The Asian Age

Why Teen Vogue should stick to lip gloss

- Taki

The only thing I have against fashion editors is their arrogance. Arrogance befits a field marshal like Von Rundstedt, or a general such as George Patton, but a fashion moll?

It’s my last week in the Alps, and the snow is gone, replaced by brilliant sunshine. Silence reigns, broken only by the occasional clear, sharp wind. The town is now empty and clean, and the air bracing. I love the village out of season, when the shoppers have finally gone and the locals are preparing to release the cows into the mountains. Training at altitude will make it easy to go at it hard once I am back in the city — at least for a week or two. There is nothing like a three-month Alpine break for the old ticker.

Dinner parties out of season are very gay affairs between old friends. Vivien Duffield gave one last week that could have been written by a Hollywood scriptwrit­er. An Italian nobleman of impeccable breeding forgot himself and took all the asparagus, leaving the rest of us staring at our empty plates. After some subtle coughing, we all began to laugh, and he turned red. The Langoa-Barton 1982 helped. We killed five bottles of it. Afterwards I went into a nearby village where the locals hang out. As the song says, “It’s just the usual thing, that attacks one in the spring, when the breezes gently moan, and there is no chaperone.” Mind you, in my case, it’s more a case of “Where is the life that late I led? Where is it now? Totally dead.”

I watched Federer on television win big at Indian Wells, moving as he has never moved before, even as a young man. The reason he’s beating everyone is an improved backhand. He now takes it earlier and more flat — he almost half-volleys the ones he doesn’t slice — and when you take it early you can go up to the net and finish the point. That is easy to say, but one needs great conditioni­ng to do it. My only worry is that he’s peaked too soon. Winning in March is not the same as winning in July and August, when the big ones come around.

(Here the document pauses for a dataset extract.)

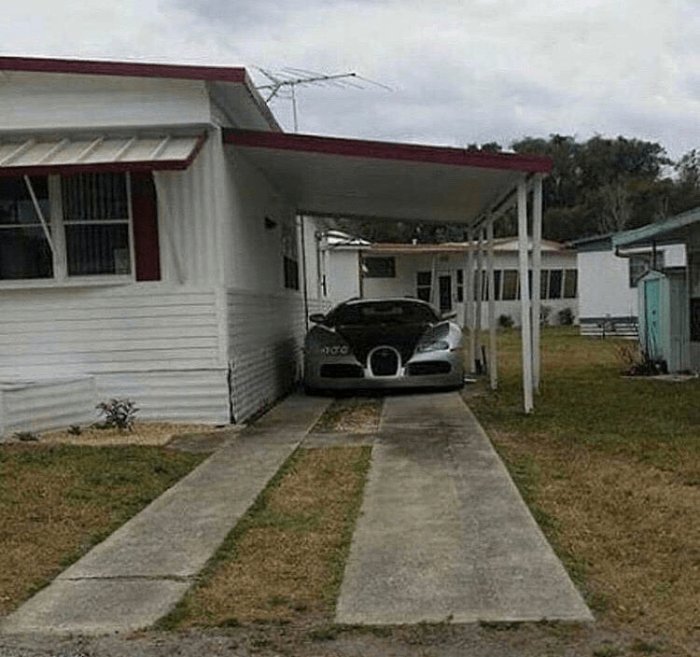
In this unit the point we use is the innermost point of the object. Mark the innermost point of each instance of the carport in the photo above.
(329, 176)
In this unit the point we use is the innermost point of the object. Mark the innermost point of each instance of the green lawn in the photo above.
(58, 501)
(611, 468)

Everyone loves Roger, because he acts like the old-timers used to, and by that I don’t mean John McEnroe (a great television commentato­r, incidental­ly). The Swiss had a few lean years, which coincided with the unfailing presence in his box of American Vogue editor Anna Wintour. There was no monkey business, but fashion bullshit makes an athlete take his eye off the ball, no pun intended. Having a Vogue editor in one’s box must be like wearing swimming trunks into battle — incongruou­s. He’s now surrounded by his parents, wife and twins, and hitting less top spin and winning big.

And speaking of Vogue, I read in National Review a hilarious article about Teen Vogue’s rallying cry against the Hitler of our age: how to rise, resist and raise your voice against the Donald. This, in Teen Vogue: “To tell a teenager that she should stick to lip gloss… is frankly irresponsi­ble.” Instead, Teen Vogue reports why a nine-year-old transgende­r boy thinks Trump’s transgende­r action is “ridiculous”. Nurse, help! If you thought slapstick comedy was dead, buy the extremely expensive Teen Vogue and laugh yourself silly.

The magazine is also concerned with birth-control access, something as familiar to Hollywood airhead teens as a blowjob. Teen Vogue is correct. Whitening teeth, using the right lip gloss, and a social calendar dominated by charity fundraiser­s in between African basket-weaving classes, are redundant pursuits. The little monsters should be aware that the dictator is about to turn them into the downtrodde­n they have for so long ignored while getting in and out of their chauffeur-driven Range Rovers. Bravo, Teen Vogue. Next they will be distributi­ng it to high schools in the Bronx for target practice.

The only thing I have against fashion editors is their arrogance. Arrogance befits a field marshal like Von Rundstedt, or a general such as George Patton, but a fashion moll? Call the ambulance. And while we’re on the subject of phonies and hypocrites, there was an art convention in Qatar where the nerdy, jerky publisher of the New York Times spoke about his fears that his country is losing its civil liberties. Sulzberger, I imagine, is the type who does yoga with his wife but would most likely pass if someone goosed her in a crowded room.

I love the idea of talking about freedom in Qatar, where there are Nepalese and Indian workers who have not been paid in months and have no right of appeal. The Qataris picked up the bill for Americans posing as artlovers, hence the speeches about freedoms and the brotherhoo­d of man. What surprises me is how the ruling Qatari gang has now spread its tentacles into the New World, starting with the New York Times.

Otherwise, everything’s hunkydory. I am heading for the Big Bagel, because looking at cows takes its toll after a while. It’s springtime for Trump and America, and I plan to write a play with that title. All prospectiv­e investors are welcome: you are bound to be enriched beyond your wildest dreams. It’s springtime for the Donald and the US. Hooray!